Éviter ces écueils suppose d’assurer une veille permanente, de réagir avec rapidité, d’adopter un ton adapté mais cohérent, et de renoncer à l’illusion du contrôle total au profit d’une présence crédible dans la conversation. C’est cette approche, propre aux réseaux sociaux, qui caractérise une communication de crise maîtrisée sur ces plateformes.

FAQ — Media training de crise et réseaux sociaux

En quoi les réseaux sociaux changent-ils la communication de crise ? Ils en transforment la nature : tout y va plus vite (vitesse et viralité), l’organisation y perd le contrôle du récit (chacun devient diffuseur), la communication y est une conversation publique directe (et non une diffusion unidirectionnelle), et tout y laisse une trace durable (permanence). Ils ne sont pas un canal de plus, mais un environnement aux règles propres, qui exige veille, réactivité et un ton adapté aux plateformes.

Pourquoi la vitesse est-elle si critique sur les réseaux sociaux ? Parce que l’information y circule instantanément et peut s’amplifier de façon exponentielle : une crise peut y prendre une ampleur considérable en quelques heures, voire moins. Cette rapidité comprime le temps de réaction de l’organisation, bien plus que dans les médias traditionnels. Plus une situation se propage longtemps sans réponse, plus elle s’installe : la réactivité devient un facteur décisif de la gestion de crise.

Peut-on contrôler ce qui se dit sur les réseaux sociaux ? Non, c’est illusoire. Sur les réseaux sociaux, chacun devient diffuseur : le récit est porté par une multitude d’acteurs et échappe en partie à l’organisation. Plutôt que de chercher à tout contrôler, l’enjeu est d’être présent, réactif et crédible dans la conversation. L’organisation n’y est plus l’émetteur principal d’un message maîtrisé, mais un participant parmi d’autres dans un récit qu’elle ne dicte pas.

Comment surveiller les réseaux sociaux en situation de crise ? Par une veille permanente, en continu, qui permet de détecter rapidement l’émergence d’une crise et d’en mesurer l’ampleur réelle pour calibrer la réponse. La veille permet aussi d’arbitrer entre répondre et s’abstenir, selon l’ampleur et le risque : réagir à une situation marginale peut lui donner une visibilité qu’elle n’avait pas, tandis qu’ignorer une situation virale la laisse prospérer. Cette veille suppose une organisation et des moyens dédiés.

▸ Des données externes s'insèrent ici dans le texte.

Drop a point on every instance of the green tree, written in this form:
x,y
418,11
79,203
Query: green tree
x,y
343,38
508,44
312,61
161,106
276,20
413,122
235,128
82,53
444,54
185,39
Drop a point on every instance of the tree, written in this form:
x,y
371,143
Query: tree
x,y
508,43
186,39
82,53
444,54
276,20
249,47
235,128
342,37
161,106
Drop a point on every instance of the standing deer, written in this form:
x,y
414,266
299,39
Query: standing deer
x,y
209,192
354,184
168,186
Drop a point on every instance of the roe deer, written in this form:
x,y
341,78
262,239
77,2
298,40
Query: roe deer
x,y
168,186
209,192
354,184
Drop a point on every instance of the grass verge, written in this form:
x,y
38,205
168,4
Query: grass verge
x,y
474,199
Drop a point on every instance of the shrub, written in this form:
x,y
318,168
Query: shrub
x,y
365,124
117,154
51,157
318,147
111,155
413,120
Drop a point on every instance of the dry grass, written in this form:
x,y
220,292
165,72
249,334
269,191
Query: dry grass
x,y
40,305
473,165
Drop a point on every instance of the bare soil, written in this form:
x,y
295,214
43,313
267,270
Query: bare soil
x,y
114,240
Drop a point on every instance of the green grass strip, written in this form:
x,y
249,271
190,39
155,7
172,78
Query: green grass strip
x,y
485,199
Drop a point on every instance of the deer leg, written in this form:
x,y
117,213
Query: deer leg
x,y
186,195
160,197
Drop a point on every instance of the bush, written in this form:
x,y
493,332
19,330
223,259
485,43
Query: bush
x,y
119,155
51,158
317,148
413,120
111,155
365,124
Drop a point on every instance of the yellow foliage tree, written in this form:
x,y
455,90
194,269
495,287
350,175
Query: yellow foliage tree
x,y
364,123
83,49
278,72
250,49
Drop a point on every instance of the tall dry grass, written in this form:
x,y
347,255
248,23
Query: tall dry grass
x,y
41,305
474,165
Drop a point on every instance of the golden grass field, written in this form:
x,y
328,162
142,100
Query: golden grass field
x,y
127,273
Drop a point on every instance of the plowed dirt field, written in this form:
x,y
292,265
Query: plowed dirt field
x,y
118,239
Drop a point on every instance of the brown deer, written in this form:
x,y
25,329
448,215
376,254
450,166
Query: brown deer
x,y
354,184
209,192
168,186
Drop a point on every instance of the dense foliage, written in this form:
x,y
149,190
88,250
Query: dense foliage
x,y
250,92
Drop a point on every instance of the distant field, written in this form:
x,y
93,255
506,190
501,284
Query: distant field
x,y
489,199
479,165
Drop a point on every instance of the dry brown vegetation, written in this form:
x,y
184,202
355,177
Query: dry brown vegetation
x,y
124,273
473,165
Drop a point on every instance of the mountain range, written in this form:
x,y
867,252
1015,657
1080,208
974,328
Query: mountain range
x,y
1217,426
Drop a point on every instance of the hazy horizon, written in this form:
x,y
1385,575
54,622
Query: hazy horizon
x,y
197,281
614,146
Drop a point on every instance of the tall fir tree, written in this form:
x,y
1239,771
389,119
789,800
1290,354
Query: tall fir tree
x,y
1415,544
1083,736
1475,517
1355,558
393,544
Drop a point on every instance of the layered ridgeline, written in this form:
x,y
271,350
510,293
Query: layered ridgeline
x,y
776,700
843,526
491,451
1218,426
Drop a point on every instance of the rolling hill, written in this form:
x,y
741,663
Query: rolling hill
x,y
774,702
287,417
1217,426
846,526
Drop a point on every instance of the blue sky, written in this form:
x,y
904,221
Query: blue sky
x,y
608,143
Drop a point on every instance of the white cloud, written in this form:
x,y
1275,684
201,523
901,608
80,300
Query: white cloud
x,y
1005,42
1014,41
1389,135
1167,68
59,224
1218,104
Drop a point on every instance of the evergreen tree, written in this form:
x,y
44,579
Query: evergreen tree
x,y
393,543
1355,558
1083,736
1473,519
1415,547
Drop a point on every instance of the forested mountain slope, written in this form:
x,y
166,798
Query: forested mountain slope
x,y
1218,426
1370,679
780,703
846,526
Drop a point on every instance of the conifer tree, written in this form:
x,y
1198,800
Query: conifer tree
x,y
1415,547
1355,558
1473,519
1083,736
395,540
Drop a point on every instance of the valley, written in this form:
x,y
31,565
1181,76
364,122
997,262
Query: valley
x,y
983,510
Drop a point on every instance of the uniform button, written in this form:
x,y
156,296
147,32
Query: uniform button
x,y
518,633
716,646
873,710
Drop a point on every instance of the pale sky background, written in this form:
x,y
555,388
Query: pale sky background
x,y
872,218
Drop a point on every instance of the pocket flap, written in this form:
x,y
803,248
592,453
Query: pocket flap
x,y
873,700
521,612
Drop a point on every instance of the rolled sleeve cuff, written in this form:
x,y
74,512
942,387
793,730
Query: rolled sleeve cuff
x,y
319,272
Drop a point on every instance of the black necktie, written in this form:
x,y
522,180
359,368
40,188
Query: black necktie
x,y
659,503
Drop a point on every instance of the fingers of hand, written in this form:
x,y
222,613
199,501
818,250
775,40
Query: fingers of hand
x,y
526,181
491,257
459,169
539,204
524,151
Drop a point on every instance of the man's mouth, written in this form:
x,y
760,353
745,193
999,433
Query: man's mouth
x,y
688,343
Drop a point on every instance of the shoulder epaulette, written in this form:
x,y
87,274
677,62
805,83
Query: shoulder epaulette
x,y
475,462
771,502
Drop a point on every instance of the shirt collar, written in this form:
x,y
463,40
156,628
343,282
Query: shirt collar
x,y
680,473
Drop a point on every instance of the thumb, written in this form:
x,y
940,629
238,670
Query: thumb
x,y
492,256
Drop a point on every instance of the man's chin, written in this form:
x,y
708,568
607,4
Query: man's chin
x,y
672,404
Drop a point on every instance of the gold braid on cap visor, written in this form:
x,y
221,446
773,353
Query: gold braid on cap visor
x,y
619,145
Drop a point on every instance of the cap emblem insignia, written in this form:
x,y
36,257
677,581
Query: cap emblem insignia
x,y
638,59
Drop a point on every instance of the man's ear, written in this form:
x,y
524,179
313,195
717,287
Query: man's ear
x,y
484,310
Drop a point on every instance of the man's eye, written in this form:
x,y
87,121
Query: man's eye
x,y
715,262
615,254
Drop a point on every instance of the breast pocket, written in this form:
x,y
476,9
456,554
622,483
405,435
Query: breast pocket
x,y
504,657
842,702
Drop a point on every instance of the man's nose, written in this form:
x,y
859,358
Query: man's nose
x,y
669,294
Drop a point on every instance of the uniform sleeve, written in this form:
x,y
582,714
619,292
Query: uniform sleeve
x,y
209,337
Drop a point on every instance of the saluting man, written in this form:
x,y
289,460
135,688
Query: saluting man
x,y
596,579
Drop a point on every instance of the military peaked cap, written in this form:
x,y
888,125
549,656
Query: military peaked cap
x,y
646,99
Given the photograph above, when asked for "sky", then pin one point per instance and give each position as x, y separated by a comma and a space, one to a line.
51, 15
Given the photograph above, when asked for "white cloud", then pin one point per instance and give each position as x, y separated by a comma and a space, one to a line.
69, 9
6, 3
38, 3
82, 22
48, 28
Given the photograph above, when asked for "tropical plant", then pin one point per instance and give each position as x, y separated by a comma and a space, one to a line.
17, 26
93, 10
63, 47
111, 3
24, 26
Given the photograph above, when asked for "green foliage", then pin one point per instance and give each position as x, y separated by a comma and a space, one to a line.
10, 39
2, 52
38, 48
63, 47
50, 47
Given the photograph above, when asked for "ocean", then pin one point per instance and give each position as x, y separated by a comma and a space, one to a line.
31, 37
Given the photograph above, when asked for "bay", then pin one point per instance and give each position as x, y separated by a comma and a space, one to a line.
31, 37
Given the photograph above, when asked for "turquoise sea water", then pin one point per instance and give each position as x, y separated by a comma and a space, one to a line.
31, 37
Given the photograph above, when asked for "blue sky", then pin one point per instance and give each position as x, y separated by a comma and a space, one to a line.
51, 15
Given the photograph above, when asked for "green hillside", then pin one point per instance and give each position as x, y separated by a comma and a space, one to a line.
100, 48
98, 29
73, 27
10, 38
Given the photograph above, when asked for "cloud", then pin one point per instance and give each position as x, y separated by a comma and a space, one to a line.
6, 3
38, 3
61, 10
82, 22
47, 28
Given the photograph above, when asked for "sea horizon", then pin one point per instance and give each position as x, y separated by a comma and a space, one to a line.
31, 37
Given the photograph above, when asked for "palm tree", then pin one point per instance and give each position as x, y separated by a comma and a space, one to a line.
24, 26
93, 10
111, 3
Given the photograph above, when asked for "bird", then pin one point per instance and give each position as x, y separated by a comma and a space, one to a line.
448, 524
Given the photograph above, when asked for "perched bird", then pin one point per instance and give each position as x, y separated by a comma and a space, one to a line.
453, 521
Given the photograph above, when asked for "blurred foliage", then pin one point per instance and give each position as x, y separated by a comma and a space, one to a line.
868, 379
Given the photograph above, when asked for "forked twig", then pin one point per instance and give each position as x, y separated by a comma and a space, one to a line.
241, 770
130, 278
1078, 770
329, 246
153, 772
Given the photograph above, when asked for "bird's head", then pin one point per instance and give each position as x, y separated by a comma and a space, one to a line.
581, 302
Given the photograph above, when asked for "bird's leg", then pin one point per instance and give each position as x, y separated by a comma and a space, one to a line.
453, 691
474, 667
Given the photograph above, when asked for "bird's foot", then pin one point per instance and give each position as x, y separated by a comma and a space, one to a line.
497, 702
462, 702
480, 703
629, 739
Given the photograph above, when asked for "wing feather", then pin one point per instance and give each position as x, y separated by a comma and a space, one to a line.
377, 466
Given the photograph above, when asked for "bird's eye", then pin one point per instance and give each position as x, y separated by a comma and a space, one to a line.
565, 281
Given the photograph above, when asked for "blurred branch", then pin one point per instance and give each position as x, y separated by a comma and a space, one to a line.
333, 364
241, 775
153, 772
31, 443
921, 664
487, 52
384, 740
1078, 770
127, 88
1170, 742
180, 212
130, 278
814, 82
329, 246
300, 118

Quel ton adopter sur les réseaux sociaux en crise ? Un ton adapté aux plateformes — plus direct, humain et accessible qu’un communiqué officiel —, tout en restant cohérent avec l’ensemble de la communication et maîtrisé. L’empathie y est essentielle, les réseaux sociaux étant une conversation directe, et un ton froid ou défensif y est mal reçu. Il faut éviter aussi bien un ton trop institutionnel qu’un ton trop léger ou décalé par rapport à la gravité de la situation.

Les réseaux sociaux sont-ils incontournables dans une crise aujourd’hui ? Oui. Les réseaux sociaux ont transformé le paysage de la communication de crise, et les ignorer expose à être débordé par une crise qui s’y développe sans réponse. La maîtrise des réseaux sociaux — veille, réactivité, ton adapté, cohérence avec les autres canaux — est désormais une composante essentielle de toute communication de crise, à intégrer dans la préparation au même titre que les médias traditionnels.